As a close neighbor, South Korea is no doubt one of the key stakeholders in the disposal of contaminated water from Fukushima. After Japan stubbornly chose the most irresponsible method of dumping contaminated water into the sea, South Korea's response was at the time the most intense. It immediately summoned the Japanese Ambassador in South Korea, lodged solemn protests against the decision, and even considered taking Japan to the international court. However, after the visit of the US Special Climate Envoy to South Korea at "a critical time," Seoul's attitude subtly changed. The administration of President Yoon Suk-yeol made a notable shift from the previous government's firm opposition. They even voluntarily explained Japan's risky actions.

In order to pursue the "easing" of relations between South Korea and Japan in line with Washington's intentions, the Yoon administration first made humiliating concessions on historical issues, and now they are giving Japan the green light on the issue of contaminated water. These two significant concessions by Seoul to Tokyo are like two knives stabbed in South Korea itself.

Under pressure from various parties, the Chief of Staff to the President of the Republic of Korea stated on May 24 that if the International Atomic Energy Agency (IAEA) approves the safety of Japan's nuclear-contaminated water, South Korea will accept the result and may not oppose the discharge.

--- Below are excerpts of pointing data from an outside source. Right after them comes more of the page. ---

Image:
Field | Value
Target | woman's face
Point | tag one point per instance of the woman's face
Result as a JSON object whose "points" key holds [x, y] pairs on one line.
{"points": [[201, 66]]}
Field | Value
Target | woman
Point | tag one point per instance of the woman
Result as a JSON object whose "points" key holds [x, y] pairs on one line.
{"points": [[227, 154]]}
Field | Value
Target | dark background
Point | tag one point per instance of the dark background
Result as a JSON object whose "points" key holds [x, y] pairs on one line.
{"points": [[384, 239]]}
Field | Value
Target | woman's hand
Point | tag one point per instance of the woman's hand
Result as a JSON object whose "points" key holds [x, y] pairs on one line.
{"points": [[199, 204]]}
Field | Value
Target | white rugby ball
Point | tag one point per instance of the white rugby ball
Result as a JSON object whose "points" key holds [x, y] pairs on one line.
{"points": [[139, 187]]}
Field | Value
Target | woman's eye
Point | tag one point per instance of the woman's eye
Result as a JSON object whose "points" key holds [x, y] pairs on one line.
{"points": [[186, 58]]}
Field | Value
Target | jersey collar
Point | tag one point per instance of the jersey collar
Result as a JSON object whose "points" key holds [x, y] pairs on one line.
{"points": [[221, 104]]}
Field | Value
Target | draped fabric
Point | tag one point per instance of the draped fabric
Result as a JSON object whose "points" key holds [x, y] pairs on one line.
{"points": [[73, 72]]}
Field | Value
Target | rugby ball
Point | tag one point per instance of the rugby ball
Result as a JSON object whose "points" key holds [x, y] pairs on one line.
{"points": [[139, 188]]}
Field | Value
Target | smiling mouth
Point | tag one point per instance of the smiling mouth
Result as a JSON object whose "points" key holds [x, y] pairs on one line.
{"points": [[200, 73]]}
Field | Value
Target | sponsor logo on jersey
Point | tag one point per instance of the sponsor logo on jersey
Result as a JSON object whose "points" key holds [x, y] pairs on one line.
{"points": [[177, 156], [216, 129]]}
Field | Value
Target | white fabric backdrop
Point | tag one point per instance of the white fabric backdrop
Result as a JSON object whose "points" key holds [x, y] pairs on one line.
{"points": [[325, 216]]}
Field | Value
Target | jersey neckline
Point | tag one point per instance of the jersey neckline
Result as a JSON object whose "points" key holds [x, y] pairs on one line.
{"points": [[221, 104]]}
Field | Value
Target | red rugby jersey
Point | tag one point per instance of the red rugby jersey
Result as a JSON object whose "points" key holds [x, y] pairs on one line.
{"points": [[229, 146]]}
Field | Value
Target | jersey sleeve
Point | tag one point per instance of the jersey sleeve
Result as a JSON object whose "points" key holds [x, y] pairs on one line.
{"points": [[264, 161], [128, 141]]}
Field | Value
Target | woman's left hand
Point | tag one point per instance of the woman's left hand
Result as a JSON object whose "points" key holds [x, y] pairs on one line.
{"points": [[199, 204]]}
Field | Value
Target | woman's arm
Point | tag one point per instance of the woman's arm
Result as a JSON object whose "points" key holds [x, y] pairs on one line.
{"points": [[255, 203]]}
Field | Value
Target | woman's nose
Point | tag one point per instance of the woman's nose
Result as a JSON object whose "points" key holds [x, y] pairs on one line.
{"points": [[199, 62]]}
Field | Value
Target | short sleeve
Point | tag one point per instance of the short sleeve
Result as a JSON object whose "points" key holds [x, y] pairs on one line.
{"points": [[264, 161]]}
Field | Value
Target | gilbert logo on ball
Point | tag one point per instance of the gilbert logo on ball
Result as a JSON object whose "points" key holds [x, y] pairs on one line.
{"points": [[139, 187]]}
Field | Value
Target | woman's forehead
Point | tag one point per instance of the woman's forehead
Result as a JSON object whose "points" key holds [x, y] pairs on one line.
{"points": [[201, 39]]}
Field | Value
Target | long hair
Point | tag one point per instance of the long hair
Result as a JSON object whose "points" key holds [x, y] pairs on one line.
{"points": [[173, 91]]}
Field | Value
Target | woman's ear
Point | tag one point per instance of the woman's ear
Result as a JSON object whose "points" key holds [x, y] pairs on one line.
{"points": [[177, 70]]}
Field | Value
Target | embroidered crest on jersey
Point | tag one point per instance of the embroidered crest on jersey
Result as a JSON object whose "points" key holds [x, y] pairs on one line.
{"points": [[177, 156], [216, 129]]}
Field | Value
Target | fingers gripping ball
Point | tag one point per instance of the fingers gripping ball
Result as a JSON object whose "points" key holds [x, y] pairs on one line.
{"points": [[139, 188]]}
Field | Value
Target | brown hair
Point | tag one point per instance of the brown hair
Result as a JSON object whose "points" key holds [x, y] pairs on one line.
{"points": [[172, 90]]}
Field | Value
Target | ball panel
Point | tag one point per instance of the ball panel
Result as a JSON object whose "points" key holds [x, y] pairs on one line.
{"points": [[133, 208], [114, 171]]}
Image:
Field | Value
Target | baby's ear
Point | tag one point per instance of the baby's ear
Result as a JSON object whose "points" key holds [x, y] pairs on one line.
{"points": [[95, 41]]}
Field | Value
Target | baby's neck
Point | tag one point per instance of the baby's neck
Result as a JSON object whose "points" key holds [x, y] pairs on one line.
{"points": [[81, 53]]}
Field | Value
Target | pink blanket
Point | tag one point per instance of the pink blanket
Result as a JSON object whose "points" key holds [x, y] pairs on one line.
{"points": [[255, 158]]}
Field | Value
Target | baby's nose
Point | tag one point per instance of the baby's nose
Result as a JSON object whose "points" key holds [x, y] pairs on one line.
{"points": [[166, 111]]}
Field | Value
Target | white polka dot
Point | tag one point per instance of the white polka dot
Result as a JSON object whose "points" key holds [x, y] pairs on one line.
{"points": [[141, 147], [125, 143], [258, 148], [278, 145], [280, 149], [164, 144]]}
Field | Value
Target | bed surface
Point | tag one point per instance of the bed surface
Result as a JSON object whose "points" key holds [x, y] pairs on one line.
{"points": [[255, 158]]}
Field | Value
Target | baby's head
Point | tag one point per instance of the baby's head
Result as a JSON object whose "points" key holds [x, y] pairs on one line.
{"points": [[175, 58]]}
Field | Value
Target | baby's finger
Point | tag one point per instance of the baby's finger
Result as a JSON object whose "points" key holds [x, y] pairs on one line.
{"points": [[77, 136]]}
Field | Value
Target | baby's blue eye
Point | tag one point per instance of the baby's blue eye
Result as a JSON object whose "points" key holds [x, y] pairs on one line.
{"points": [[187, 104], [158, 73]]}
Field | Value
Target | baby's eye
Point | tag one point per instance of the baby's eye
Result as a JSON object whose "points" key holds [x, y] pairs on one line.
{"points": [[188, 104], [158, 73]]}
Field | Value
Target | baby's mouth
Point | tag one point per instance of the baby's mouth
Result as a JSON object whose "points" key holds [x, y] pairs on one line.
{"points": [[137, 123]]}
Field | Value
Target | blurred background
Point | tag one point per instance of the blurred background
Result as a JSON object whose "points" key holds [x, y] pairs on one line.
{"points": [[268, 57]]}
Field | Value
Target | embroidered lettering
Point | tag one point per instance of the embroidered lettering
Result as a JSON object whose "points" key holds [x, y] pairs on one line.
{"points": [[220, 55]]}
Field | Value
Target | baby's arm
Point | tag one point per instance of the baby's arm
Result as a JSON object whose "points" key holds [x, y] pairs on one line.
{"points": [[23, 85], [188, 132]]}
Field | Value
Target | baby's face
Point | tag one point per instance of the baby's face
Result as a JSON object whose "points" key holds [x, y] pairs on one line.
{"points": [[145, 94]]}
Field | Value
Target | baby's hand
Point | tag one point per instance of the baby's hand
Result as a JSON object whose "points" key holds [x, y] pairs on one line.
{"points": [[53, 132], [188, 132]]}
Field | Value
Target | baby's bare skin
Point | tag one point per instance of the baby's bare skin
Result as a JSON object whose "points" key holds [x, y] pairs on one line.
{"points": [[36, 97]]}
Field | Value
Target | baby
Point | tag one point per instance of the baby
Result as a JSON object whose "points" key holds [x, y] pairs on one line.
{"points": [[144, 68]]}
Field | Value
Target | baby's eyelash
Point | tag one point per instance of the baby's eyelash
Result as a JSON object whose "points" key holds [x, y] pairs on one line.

This is equivalent to South Korea abandoning its autonomy and initiative on this issue, displaying passivity. Currently, the IAEA technical working group has not completed the evaluation of Japan's discharge plan, and no final conclusion has been reached. However, it has pointed out several areas where Japan's discharge plan does not meet the agency's safety standards. But Japan forcefully approved the plan last July, completely disregarding the IAEA. They also attempted to influence and exploit the IAEA's review process, seeking a "pass" for Japan's dumpling plan and creating a false impression that the discharge is safe and harmless.

The dangers of dumping Fukushima's nuclear-contaminated water into the sea are evident. Instead of seriously responding to and addressing international concerns, Japan is trying to seize every opportunity to promote the discharge of contaminated water, including inviting South Korean inspection teams as a "shill." However, the disposal of Fukushima's nuclear-contaminated water is not solely Japan's private matter, and the Pacific Ocean is not Japan's sewer. Japanese and South Korean governments cannot afford the potential serious consequences. On this issue, both Tokyo and Seoul need to make decisions based on their conscience.